31. The right to be effectively defended by a lawyer, as provided for in article 14, paragraph 3, of the Covenant, is one of the core features of a fair trial. For this reason, the Working Group considers that the fact of hindering lawyers from fulfilling their task effectively and in a timely manner constitutes a grave violation of the fundamental right to a fair trial.
32. Accordingly, the Working Group concludes that Mr. Tabarzadi’s arrest and detention violates rights and fundamental freedoms established in articles 9, 10, 11, 18, 19 and 21 of the Universal Declaration of Human Rights and articles 9, 14 and 19 of the International Covenant on Civil and Political Rights, to which the Islamic Republic of Iran is a State party.
33. In light of the foregoing, the Working Group renders the following opinion:
The deprivation of liberty of Mr. Tabarzadi is arbitrary, being in contravention of articles 9, 10, 11, 18, 19 and 21 of the Universal Declaration of Human Rights and articles 9, 14 and 19 of the International Covenant on Civil and Political Rights, and falls within categories II and III of the categories applicable to the consideration of cases submitted to the Working Group.
34. Consequent upon the opinion rendered, the Working Group requests the Government to take the necessary steps to remedy the situation of Mr.

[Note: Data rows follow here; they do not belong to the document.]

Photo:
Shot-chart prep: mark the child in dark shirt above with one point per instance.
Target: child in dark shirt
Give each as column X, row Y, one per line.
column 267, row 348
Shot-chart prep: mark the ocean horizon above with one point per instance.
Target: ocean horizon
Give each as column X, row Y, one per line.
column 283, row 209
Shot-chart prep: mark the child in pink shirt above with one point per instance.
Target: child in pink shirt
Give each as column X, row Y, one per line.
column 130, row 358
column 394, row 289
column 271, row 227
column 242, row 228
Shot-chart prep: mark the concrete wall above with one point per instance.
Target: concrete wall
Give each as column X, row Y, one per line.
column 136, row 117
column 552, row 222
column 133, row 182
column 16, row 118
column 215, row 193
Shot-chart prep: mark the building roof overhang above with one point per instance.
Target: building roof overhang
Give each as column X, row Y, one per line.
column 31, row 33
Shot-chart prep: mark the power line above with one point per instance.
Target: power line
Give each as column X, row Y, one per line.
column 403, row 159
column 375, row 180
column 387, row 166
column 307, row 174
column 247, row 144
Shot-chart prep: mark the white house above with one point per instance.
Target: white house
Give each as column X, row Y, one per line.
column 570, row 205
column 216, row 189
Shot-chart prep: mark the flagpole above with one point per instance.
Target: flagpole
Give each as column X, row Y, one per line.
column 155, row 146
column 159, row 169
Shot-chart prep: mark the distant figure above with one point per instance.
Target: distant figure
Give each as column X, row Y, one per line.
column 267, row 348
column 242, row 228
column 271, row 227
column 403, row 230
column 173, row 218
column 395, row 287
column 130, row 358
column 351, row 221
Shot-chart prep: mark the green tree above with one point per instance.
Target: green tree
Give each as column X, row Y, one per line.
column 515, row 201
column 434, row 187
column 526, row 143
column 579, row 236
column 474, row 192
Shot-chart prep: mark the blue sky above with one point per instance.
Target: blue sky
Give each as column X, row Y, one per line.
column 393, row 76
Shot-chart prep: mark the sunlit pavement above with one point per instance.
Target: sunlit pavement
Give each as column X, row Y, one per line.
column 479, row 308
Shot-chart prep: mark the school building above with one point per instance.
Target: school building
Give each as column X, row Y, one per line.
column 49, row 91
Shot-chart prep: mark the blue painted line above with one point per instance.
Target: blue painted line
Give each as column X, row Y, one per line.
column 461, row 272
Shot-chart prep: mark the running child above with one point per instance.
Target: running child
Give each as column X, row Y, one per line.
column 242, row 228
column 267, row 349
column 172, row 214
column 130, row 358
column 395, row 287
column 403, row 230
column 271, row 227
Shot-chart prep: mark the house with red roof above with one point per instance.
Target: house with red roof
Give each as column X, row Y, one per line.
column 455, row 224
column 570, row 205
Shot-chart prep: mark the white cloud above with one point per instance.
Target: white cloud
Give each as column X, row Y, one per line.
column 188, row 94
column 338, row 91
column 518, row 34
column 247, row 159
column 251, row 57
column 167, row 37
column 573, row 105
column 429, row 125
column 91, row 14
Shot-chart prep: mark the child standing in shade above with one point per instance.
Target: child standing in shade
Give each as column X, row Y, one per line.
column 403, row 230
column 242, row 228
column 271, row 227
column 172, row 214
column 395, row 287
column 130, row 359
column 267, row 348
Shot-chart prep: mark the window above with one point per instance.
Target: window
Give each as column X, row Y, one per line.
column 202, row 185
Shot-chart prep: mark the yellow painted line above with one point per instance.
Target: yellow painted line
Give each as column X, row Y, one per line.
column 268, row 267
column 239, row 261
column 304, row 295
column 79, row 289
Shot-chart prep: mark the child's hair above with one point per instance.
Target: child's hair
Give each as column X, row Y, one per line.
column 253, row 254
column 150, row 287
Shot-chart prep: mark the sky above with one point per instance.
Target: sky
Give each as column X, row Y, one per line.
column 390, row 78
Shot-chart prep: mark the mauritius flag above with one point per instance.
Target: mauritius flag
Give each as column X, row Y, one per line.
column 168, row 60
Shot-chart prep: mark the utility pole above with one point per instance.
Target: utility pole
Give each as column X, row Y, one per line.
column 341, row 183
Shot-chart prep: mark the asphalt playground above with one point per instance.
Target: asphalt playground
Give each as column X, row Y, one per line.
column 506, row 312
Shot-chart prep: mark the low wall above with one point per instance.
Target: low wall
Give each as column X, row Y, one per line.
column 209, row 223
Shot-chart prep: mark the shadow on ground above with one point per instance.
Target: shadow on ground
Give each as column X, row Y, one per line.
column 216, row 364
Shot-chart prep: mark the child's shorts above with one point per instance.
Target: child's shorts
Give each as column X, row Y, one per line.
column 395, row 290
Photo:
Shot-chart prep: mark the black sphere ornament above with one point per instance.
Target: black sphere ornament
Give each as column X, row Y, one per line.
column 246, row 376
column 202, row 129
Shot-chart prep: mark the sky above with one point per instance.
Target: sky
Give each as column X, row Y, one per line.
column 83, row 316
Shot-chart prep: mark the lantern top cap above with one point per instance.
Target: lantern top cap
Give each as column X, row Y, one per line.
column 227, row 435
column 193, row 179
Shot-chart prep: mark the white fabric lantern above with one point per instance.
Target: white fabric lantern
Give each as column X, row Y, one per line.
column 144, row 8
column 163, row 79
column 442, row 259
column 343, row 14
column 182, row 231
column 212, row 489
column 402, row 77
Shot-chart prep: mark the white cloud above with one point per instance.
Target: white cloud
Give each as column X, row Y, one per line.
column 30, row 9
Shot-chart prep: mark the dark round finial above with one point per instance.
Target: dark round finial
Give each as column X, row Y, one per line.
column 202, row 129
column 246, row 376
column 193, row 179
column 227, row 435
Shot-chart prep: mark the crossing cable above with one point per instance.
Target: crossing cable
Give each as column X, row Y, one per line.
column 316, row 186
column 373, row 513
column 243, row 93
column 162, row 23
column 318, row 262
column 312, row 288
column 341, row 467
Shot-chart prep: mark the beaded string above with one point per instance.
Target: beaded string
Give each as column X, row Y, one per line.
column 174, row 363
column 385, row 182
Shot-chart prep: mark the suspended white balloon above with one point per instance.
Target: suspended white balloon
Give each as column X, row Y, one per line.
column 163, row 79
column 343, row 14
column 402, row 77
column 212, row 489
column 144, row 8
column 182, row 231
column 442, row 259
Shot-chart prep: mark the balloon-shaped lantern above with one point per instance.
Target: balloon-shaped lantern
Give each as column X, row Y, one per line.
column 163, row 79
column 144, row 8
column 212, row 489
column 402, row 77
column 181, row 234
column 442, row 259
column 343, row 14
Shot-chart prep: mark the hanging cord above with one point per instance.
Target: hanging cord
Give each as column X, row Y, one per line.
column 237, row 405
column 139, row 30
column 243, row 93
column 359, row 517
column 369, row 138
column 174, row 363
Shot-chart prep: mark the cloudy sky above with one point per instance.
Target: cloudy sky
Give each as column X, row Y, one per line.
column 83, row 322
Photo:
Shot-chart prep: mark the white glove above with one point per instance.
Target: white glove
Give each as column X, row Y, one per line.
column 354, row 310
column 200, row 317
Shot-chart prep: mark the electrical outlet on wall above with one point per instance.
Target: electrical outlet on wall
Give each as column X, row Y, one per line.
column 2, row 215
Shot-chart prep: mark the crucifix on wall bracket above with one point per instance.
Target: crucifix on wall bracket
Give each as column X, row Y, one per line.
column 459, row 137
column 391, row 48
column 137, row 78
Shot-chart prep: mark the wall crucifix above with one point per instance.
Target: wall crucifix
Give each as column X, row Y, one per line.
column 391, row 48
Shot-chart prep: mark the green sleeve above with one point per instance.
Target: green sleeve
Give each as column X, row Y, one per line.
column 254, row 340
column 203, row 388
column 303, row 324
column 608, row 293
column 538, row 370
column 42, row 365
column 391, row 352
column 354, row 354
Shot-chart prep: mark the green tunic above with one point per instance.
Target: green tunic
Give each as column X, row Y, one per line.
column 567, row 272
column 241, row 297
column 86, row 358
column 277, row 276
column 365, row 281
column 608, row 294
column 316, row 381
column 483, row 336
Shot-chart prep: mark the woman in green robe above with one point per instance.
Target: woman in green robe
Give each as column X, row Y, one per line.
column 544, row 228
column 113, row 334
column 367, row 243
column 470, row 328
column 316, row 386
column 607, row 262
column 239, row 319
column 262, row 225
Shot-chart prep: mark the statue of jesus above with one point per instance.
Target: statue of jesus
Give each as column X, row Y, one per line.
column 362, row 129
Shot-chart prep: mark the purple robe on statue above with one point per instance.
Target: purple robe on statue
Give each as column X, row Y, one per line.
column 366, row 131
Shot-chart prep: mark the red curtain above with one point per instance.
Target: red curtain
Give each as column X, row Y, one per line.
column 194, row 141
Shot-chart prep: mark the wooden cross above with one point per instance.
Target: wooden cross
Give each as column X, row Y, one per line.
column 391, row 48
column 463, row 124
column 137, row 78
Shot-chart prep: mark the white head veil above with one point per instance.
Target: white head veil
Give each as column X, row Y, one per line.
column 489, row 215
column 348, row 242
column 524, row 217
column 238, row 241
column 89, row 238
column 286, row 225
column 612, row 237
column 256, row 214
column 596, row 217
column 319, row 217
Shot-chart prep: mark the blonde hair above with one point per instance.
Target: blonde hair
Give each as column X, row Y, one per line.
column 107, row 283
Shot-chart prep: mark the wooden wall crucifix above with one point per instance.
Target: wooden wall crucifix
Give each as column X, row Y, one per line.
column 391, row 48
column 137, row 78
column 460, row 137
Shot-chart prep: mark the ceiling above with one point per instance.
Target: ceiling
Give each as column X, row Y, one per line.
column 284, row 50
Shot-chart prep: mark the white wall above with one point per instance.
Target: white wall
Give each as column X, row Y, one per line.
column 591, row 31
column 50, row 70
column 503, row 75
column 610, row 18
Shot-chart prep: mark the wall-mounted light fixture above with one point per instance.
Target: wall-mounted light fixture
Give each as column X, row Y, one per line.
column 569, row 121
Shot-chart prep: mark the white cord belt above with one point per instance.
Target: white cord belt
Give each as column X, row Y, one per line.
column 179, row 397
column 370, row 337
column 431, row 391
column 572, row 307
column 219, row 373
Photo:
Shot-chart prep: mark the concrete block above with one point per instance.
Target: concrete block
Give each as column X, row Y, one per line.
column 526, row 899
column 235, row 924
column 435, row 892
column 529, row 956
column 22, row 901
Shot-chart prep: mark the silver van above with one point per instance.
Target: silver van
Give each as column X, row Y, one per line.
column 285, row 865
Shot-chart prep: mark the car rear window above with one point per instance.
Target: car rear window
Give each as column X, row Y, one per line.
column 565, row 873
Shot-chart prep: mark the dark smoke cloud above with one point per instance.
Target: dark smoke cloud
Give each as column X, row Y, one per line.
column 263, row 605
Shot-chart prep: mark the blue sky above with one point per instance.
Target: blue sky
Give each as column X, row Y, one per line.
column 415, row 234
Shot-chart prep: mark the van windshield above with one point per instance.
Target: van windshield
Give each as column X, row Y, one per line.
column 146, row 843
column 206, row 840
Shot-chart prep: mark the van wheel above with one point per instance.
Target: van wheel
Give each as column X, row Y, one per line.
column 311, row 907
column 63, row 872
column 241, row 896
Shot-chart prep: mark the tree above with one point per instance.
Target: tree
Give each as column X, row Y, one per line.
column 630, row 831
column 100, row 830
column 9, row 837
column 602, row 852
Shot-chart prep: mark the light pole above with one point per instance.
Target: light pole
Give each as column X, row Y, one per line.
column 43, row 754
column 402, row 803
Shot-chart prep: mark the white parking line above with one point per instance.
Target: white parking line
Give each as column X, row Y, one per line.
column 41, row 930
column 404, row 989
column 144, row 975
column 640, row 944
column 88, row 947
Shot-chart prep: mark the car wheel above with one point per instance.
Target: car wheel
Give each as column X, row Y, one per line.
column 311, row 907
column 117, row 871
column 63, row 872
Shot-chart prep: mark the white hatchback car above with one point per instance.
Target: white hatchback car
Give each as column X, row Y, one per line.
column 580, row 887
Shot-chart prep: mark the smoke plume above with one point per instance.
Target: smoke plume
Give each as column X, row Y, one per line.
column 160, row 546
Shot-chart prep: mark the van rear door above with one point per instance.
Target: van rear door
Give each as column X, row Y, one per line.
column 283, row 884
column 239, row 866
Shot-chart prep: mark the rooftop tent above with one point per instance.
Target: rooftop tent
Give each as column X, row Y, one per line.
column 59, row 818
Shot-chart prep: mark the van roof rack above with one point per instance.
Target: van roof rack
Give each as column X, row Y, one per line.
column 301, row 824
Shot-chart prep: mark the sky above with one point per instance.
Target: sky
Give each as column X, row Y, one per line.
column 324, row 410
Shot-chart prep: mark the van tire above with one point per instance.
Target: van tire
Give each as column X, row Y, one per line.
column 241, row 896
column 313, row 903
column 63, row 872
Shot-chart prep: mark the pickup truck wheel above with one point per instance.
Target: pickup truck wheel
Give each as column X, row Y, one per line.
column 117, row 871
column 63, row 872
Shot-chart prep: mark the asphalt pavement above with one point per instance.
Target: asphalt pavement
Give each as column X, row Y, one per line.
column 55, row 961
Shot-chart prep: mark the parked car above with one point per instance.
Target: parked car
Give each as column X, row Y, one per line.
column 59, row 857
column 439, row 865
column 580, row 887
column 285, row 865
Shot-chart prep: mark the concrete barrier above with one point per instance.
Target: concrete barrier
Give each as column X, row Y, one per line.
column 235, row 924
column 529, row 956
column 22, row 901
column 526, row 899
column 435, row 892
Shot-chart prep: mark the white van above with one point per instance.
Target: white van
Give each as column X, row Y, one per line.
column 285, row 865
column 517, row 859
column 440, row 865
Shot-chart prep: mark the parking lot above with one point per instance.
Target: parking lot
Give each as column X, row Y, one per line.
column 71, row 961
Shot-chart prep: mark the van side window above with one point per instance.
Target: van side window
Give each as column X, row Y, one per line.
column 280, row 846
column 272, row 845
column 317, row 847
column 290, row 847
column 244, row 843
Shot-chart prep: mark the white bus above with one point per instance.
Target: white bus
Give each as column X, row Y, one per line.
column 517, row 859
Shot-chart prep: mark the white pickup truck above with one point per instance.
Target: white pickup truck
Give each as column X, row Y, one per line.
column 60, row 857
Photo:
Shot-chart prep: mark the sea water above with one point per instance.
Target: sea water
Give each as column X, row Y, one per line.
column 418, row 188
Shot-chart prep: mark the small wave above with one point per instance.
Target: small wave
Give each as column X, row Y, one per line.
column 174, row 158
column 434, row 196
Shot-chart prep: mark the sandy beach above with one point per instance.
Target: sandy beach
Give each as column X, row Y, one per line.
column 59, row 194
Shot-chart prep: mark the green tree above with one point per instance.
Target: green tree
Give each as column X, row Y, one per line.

Tabarzadi and bring it into conformity with the norms and standards set forth in the International Covenant on Civil and Political Rights and the Universal Declaration of Humna Rights.
35. The Working Group believes that, taking into account all the circumstances of the case, the adequate remedy would be to release of Mr. Tabarzadi and accord him an enforceable right to compensation pursuant to article 9, paragraph 5 of the International Covenant on Civil and Political Rights.
36. The Working Group refers the allegations of torture and cruel, inhuman and degrading treatment of Mr. Tabarzadi to the Special Rapporteur on torture and other cruel, inhuman or degrading treatment or punishment, in accordance with paragraph 33 (a) of its methods of work.
[Adopted on 18 November 2011]
1 See Working Group on Arbitrary Detention, opinion No. 21/2011 (Islamic Republic of Iran).
2 General Assembly resolution 43/173, annex.